Auch die Politik geht durch den Magen

Eigentlich ist es ja die Liebe die durch den Magen geht. Aber mittlerweile nicht nur, jetzt ist es auch die Politik. Zumindest in der norditalienischen Lombardei. Die von der nationalistischen Lega geführte Regionalregierung hat Mitte Juni nämlich ein Gesetz verabschiedet, demzufolge von nun an die Agriturismo“, also die landwirtschaftlichen Betriebe, die auch Gästezimmer zur Verfügung stellen und ihre Besucher mit  Speise und Trank versorgen, nur mehr regionale Produkte auf den Tisch bringen dürfen.

Dagegen, dass besonders in diesen Gastbetrieben die regionalen Produkte bei Speisen und Weine bevorzugt werden, ist natürlich nichts einzuwenden. Wobei das sowieso schon Brauch ist. Warum sollte jemand der gerade am Como Seeoder im Oltrepo’ Pavese Urlaub macht oder auch nur ein Wochenende verbringt,  „Spaghetti cacio e pepe“ (Spaghetti mit Käse und Pfeffer), eine römische Spezialität, serviert bekommen oder gar sizilianische „Arancini“ (Reisbällchen mit Fleischsoße)? Warum sollte ihm ein aus Apulien stammender „Primitivo di Manduria“ eingeschenkt werden oder ein toskanischer „Morellino di Scansano“?

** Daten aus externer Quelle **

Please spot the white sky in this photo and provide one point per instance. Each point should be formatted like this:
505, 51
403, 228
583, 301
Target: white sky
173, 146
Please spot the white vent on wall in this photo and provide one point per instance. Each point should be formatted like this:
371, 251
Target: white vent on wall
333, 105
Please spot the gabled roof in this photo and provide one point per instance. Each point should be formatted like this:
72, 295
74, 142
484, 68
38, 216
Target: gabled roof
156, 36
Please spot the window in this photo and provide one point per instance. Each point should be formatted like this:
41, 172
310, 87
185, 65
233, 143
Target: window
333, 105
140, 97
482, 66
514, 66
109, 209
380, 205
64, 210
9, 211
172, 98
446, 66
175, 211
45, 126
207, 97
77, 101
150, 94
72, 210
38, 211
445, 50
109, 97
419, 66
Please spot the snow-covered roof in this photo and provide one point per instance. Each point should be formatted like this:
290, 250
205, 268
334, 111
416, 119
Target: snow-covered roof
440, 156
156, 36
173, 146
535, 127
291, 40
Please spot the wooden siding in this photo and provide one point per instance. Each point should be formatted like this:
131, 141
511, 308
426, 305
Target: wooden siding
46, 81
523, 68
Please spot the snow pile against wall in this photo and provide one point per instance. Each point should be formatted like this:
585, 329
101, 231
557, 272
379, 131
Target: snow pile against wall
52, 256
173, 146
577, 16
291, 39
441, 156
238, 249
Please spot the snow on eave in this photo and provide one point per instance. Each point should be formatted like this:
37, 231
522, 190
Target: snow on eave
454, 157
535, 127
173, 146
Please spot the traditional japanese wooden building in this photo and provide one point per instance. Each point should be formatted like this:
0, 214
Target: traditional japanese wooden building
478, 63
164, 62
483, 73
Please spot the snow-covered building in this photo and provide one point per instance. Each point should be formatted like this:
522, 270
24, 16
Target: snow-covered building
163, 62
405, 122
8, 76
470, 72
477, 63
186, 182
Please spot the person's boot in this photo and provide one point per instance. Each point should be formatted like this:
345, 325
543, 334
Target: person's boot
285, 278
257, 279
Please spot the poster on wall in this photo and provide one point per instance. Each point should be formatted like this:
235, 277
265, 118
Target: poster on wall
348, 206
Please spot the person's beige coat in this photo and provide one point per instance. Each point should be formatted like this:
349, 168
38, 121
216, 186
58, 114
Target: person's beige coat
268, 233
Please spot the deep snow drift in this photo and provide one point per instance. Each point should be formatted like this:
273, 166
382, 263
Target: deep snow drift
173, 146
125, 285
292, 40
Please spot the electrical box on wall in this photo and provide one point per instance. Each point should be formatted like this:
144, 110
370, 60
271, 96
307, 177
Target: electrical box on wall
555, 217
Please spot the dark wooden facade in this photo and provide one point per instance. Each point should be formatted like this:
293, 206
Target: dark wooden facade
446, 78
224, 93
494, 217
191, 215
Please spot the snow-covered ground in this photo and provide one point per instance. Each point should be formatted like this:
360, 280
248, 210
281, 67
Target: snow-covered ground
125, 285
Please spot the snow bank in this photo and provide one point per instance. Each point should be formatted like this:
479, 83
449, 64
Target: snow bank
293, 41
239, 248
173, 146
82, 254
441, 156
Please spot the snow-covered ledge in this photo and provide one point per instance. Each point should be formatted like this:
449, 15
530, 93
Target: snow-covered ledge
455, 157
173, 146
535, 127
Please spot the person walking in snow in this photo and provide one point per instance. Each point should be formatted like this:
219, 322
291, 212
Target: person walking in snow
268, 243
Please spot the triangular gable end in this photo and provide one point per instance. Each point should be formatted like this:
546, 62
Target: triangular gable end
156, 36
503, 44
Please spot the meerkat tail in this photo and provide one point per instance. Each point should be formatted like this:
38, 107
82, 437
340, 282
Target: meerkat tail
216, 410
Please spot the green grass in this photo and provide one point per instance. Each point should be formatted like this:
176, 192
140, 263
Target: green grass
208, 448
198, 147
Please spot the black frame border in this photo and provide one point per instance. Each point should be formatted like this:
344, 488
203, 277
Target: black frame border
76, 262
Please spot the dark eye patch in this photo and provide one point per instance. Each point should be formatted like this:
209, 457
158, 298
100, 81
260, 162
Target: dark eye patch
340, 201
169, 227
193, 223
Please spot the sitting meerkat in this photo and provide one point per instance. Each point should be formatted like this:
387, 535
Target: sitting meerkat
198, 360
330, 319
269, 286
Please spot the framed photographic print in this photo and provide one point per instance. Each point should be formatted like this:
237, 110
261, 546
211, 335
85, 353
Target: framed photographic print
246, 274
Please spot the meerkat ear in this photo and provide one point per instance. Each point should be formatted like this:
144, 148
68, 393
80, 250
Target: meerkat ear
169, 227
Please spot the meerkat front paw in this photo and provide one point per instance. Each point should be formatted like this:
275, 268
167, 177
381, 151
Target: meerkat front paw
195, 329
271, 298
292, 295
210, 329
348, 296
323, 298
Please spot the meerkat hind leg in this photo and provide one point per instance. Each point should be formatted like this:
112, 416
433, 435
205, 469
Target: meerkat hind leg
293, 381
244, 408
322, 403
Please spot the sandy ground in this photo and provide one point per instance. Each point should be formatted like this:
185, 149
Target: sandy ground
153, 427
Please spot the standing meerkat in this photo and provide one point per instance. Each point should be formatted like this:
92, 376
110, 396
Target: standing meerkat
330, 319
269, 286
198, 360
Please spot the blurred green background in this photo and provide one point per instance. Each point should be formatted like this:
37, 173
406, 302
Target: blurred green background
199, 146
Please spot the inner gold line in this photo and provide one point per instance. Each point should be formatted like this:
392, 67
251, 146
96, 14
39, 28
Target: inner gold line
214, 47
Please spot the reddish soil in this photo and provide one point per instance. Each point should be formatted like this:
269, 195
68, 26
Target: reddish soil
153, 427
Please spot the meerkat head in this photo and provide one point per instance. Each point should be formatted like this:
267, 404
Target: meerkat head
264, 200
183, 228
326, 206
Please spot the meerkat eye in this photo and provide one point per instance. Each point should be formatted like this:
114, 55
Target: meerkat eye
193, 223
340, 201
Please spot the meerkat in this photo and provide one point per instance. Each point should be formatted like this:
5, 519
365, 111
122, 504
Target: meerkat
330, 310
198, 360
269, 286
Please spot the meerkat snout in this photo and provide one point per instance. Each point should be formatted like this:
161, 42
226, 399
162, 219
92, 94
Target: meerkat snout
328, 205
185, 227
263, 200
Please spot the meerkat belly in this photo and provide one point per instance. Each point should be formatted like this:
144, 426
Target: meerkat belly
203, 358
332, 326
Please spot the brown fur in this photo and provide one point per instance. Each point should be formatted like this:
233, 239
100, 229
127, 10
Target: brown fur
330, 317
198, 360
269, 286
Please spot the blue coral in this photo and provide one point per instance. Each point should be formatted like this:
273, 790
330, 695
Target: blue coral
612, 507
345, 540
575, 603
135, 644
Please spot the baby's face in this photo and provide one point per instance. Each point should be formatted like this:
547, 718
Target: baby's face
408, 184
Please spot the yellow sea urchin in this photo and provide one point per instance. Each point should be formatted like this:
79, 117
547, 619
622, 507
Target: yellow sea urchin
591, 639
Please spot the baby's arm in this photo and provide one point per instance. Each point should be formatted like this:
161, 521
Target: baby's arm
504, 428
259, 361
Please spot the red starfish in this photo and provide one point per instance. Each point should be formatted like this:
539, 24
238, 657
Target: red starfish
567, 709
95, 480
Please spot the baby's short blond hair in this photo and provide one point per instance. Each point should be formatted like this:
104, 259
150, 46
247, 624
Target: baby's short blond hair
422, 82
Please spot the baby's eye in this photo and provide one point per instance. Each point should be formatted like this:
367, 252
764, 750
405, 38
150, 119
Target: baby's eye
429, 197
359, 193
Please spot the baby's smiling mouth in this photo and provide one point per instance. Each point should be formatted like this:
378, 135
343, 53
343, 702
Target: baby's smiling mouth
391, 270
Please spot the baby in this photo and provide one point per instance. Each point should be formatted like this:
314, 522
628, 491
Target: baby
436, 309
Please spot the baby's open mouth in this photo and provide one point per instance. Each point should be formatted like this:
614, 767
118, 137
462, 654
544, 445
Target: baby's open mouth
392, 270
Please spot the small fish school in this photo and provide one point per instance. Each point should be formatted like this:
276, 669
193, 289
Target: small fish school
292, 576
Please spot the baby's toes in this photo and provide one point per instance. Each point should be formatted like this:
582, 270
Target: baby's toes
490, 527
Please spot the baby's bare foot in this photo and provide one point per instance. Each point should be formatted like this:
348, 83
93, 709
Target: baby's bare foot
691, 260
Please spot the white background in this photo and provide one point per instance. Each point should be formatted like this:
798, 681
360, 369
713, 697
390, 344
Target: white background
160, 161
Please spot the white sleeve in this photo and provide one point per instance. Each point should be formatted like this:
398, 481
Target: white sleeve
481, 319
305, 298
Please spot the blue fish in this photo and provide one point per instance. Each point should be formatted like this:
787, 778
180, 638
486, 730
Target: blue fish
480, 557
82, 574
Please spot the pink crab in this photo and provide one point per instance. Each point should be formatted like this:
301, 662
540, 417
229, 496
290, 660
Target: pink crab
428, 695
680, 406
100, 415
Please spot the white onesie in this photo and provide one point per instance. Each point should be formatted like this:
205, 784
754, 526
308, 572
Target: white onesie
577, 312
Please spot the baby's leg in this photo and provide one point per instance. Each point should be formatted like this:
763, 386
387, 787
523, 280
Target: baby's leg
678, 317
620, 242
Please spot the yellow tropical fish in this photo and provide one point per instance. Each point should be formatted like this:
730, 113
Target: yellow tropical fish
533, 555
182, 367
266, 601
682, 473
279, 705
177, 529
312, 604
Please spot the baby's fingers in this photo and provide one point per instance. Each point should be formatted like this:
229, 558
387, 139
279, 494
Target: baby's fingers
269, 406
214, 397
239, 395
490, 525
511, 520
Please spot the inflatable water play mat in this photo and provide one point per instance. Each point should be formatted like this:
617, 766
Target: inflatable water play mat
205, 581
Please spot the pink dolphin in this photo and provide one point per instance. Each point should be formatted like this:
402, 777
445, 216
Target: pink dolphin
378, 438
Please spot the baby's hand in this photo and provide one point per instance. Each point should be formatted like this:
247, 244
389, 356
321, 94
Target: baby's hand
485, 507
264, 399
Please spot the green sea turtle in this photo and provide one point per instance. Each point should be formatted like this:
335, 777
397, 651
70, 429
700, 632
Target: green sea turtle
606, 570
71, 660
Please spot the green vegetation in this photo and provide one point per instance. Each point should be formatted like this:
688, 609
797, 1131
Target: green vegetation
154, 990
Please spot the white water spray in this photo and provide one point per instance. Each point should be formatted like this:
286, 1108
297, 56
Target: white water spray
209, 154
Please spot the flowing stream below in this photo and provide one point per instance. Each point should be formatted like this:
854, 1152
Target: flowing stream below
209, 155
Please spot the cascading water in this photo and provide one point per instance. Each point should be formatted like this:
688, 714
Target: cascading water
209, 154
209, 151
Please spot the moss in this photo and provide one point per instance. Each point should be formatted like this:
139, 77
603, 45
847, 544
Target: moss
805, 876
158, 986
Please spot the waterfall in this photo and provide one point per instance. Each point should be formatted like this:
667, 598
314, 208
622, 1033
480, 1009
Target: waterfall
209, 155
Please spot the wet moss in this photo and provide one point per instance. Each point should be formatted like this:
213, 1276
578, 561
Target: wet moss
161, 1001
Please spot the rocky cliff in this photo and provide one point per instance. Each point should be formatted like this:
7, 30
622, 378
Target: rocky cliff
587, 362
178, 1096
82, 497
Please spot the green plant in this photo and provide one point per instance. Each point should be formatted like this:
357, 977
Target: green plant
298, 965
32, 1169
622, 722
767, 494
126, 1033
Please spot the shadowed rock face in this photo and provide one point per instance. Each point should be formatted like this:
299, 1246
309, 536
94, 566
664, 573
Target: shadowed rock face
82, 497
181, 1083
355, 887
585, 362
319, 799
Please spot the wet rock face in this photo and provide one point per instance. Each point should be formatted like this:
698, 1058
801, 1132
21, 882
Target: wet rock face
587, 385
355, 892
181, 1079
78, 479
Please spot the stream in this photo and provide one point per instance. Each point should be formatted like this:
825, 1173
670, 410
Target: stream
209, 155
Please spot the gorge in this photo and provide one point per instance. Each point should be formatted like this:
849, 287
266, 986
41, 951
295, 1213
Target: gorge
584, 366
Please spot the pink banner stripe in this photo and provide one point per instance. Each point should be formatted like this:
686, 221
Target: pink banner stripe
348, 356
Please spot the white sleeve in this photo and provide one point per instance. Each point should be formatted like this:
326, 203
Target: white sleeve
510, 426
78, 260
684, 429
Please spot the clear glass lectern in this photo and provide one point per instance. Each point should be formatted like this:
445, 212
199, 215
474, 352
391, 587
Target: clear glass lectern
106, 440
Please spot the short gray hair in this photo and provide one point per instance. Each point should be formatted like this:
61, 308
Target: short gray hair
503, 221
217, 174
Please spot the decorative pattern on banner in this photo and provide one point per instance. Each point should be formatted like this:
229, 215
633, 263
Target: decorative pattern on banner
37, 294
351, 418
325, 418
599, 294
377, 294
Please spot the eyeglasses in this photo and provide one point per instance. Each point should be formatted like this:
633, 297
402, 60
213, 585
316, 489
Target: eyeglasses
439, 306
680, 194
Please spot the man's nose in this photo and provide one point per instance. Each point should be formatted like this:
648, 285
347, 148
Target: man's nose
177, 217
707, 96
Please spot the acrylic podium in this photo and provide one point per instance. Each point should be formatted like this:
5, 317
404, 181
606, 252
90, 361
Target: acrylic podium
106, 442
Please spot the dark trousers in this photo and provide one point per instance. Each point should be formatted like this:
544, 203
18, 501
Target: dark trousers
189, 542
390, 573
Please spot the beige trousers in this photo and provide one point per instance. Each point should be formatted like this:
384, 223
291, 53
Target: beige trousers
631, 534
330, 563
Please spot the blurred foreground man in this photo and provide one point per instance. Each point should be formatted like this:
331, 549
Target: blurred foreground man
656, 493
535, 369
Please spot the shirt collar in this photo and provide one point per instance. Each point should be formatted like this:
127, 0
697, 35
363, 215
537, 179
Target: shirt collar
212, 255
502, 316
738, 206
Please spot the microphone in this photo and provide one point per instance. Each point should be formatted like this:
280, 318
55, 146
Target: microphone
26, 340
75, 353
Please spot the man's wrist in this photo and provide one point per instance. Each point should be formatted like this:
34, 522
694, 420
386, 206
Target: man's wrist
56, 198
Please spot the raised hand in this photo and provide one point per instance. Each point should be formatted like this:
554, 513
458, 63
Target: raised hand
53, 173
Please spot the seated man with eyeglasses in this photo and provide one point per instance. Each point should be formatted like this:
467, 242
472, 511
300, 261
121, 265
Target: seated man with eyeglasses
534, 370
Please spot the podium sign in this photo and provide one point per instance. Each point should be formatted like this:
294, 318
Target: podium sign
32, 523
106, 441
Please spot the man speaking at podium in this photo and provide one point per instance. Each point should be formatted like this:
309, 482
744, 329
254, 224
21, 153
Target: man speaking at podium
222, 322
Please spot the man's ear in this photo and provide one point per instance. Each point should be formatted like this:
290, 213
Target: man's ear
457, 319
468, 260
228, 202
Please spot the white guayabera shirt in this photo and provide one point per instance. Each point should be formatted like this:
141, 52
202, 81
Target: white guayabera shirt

Die Agriturismo gibt es ja gerade damit der Stadtmensch, der normalerweise mit dem was ihm die Supermärkte, sprich Großmärkte liefern Vorlieb nehmen muss, zumindest während seiner wohlverdienten Auszeiten von der Arbeit auch auf den Genuss selbst gezogener und frisch geernteter Produkte kommt.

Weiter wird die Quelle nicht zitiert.